Located some 50 metres on the doorstep of the Kom Ombo Temple in Aswan is the only museum in Egypt dedicated to an animal. The Crocodile Museum which celebrates Sobek, the fertility god associated with the Nile crocodile.
Sobek first appeared in the Old Kingdom (about 2500 BC). He was worshipped until the end of the Roman era (4th century AD). His cult became increasingly important during the Middle Kingdom (ca. 2000 BC) in Kom Ombo and Fayyum.
Sobek is depicted either as a crocodile or as a crocodile-headed man wearing a headdress of ram’s horns topped by a sun disk and two tall plumes.
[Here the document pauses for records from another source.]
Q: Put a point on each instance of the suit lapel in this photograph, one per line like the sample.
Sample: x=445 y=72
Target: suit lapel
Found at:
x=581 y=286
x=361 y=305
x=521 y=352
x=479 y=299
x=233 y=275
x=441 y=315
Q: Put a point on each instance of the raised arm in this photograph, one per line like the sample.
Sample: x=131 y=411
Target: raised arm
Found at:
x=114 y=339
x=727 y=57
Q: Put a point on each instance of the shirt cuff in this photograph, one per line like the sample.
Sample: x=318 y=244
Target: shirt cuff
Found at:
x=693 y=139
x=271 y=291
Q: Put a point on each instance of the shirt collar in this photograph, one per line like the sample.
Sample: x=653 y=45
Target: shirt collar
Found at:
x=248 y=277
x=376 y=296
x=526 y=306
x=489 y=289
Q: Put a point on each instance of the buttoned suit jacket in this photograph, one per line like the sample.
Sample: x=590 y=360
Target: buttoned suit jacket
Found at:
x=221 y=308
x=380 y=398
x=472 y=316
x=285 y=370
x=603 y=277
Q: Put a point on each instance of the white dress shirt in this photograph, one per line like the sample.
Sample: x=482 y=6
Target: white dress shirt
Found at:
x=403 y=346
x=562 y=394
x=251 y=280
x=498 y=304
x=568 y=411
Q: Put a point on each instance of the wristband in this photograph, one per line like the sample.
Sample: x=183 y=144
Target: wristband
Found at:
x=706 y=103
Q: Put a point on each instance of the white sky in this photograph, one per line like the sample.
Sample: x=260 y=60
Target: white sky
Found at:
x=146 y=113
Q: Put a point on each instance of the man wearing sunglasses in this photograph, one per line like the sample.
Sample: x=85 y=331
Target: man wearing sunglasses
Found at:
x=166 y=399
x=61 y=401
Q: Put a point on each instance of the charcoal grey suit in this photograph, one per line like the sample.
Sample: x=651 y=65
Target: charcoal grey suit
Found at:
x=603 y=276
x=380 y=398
Originally Sobek only protected his worshippers from crocodiles. Later, he became known as the Lord of the Waters as the Egyptians believed that he had created the Nile from his own sweat. In one Egyptian creation myth, Sobek appeared on a mound that arose from the primaeval waters (called Nun) and laid his eggs, beginning the process of creation. He was also the God of the Inundation, perhaps because crocodiles were known to predict the height of the flood, as they always built their nests above the flood level.
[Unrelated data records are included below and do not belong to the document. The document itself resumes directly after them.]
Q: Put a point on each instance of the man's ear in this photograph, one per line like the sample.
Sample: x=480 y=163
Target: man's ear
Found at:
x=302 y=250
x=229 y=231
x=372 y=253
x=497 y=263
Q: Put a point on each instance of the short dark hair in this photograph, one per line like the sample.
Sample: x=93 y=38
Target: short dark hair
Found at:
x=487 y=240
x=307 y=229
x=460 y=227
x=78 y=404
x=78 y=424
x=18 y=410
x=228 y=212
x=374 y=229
The museum, which was opened in 2012, displays 74 artefacts including mummies, statues, eggs and votive stelae.
On display are different sizes of crocodile mummies which vary in length between 150 cm to 4 metres. There is the largest showcase ever in the Egyptian museums, measuring 12 x 4 metres, containing 20 mummified crocodiles.
Museum director Saad Zaghloul told the Egyptian Mail that most of these mummies were found in the Sobek cemetery near El-Shatb village, about two kilometres south of Kom Ombo. It was used from the Middle Kingdom through the Graeco-Roman period.
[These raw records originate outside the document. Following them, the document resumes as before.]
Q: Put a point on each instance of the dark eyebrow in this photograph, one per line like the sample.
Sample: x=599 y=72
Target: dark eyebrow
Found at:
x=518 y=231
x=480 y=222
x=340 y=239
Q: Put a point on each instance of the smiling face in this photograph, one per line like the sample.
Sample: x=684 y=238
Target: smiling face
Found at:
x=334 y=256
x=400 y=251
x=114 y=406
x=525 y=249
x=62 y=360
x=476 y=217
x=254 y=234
Most of the tombs in the Sobek Cemetery were cut into the hard ground with mud-brick supports added wherever the soil was unstable. These unadorned tombs had no superstructures. Although there were architectural changes over time, most of the tombs of the Graeco-Roman era consist of an entrance from above with a staircase leading down the shaft into an antechamber, which opens into the burial chamber.
The cemetery contains a large number of animal mummies, the majority of which are crocodiles of various sizes, from egg to adult.
A model simulating the tomb of crocodiles found in El-Shatb is at the museum. It contains pottery coffins in which the mummies of crocodiles were put in addition to mummified eggs, mummified crocodile foetuses. On display a broken egg and the mummified foetus appear from inside.
Zaghloul said that the ancient Egyptian view of the crocodile is different from the current Egyptians’ view of this animal.
He explained that they didn’t consider it a predator devouring its victims. But it appears in big numbers along the Nile banks, laying their eggs in the time of flood, a time of agriculture and good days for Egypt. The ancient Egyptians prayed to Sobek for protection, strength and fertility.
Small figurines as offerings presented by people to Sobek as vows adorn the one-storey museum.
Don’t miss that mummified crocodile placed on a bier with carrying poles, and balanced on a wooden plinth shaped like a shrine. This was probably a sacred crocodile, revered during its lifetime and preserved for eternity. According to Classical authors, these sacred crocodiles were often bejewelled and even had their claws gilded.
Also there is a group of mummified crocodiles in their ceramic coffins, together with grave goods of pots and offering tables.
Linen bandages, saturated with resins and oils, wrapped the crocodiles that had been desiccated with natron, and palm-ribs served to strengthen and support the mummies are also featured there.
The museum is the next and final stop for those who visit the Kom Ombo Temple, which is named after the town that lies about 28 miles north of Aswan.
The temple is dated back to the Ptolemy era, about 180 BC. It is built on a high dune overlooking the Nile. Its location gave it some control over trade routes from Nubia to the Nile Valley. The temple has two entrances, two colonnades, two hypostyle halls, two courts and two sanctuaries. The left, or northern, side is dedicated to the falcon-headed sky god named Haroeris and the right side is dedicated to Sobek.